Georg Joachim von Lauchen , called Rheticus (" originating in Rhétie" , the Rhétie Roman corresponding about to current the the Tyrol) is a Astronome and Mathématicien Autrichien, born with Feldkirch (Vorarlberg) the February 15th 1514, died with Kassa (Hungary) the December 4th 1574. It passed to the posterity as that which decided (1541-1543) Copernic to publish its heliocentric theory.
Rheticus explained later (1543) why it had wished to meet Copernic because it had just been appointed professor of astronomy at the university of Nuremberg and that he felt by too ignoramus of this discipline.
Finally, Rheticus, helped by Giese, obtained from Copernic the authorization to evoke in a Narratio Prima the theory of an anonymity dominus præceptor , narration in which Copernic would be named like the scientist Doctor Nicolas de Thorn : this little book, written in an enthusiastic style and almost idolâtre (the præceptor is compared with Atlas carrying the Earth on its shoulders), read again attentively by Copernic, was written in September 1539 and appeared with Dantzig in 1540.
While the Narratio made known the ideas of Copernic, Rheticus took again its courses in Nuremberg from March in July 1540. When it turned over to Frauenburg, Copernic finally agree to let it recopy its manuscript of 424 pages, Of revolutionibus orbium cœlestium . In May 1542, Rheticus managed to convince the printer Johann Petreius of Nuremberg to print the treaty of Copernic, as its own trigonometrical tables which would form an appendix of it.
It is in these tables of Joachim Rheticus that one finds for the first time the use of the secant S in Trigonométrie.
As from this moment, Rheticus carries out an unstable, punctuated life by scandals and sex cases.
From 1543 to 1545, he is professor with Leipzig, then share abruptly for Italy: the university recalls it by twice to its duties of teacher, in vain (the interested party calls upon health issues), but it returns all the same in 1548. There, it publishes astronomical éphémérides (1550).
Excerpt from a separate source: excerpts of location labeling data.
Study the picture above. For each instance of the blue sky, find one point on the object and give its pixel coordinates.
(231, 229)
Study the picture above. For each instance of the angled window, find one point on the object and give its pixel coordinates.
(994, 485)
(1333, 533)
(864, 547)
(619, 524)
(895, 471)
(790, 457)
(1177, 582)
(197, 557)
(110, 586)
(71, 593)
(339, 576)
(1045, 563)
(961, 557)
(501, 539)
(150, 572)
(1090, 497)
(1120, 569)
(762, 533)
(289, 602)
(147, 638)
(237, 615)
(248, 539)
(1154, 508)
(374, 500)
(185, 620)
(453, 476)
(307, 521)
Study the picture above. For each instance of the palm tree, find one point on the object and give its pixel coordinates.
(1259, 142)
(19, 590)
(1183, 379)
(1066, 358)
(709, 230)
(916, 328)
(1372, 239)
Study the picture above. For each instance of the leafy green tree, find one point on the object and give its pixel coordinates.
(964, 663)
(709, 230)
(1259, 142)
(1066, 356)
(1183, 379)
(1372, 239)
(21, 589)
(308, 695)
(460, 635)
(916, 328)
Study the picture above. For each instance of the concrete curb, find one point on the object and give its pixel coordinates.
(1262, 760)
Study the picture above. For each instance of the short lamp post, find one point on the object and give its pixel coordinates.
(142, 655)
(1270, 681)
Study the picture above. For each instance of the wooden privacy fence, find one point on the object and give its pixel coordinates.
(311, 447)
Pressed by several colleagues to correct the miscalculations of the first edition of the Of revolutionibus , Rheticus professes in its Éphémérides the opinion that only the system of Ptolémée should be taught in Germany.
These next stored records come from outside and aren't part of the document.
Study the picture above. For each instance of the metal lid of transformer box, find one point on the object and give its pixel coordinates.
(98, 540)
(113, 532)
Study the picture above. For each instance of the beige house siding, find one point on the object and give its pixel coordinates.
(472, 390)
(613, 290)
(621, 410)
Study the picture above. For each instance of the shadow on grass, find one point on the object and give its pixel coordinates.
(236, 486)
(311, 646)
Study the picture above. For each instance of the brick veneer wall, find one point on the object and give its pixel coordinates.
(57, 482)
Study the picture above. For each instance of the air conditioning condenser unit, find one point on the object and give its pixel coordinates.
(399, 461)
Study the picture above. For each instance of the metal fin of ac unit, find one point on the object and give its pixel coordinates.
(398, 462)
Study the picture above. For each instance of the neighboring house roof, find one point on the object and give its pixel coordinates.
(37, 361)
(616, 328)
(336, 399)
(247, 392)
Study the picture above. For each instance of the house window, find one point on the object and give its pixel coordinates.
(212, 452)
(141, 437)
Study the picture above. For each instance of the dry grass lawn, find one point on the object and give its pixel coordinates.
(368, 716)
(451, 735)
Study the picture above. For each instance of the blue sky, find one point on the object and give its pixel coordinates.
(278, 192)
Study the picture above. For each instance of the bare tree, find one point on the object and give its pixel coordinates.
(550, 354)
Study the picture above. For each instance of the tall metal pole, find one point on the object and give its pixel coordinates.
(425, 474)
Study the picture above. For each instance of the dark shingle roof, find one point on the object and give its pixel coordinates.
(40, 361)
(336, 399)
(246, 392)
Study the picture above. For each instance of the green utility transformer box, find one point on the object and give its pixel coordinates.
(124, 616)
In 1557, Rheticus reappears with Cracow and, claiming disciple of Copernic now, makes set up a Obélisque 15 meters height to measure the position of the stars. Again solicited to republish work of Copernic, it is concealed. He saw from now on primarily his practice of doctor.
In 1568, he writes with Pierre of Ramée about a project of astronomical observatory “founded on the principle of the Egyptian obelisks”. He earns his living as a doctor of court, in Poland then finally in Hungary. The year of its death, he works with a student, Valentine Othon, with new trigonometrical tables, the Opus Palatinum of triangulis , which will be published only in 1596.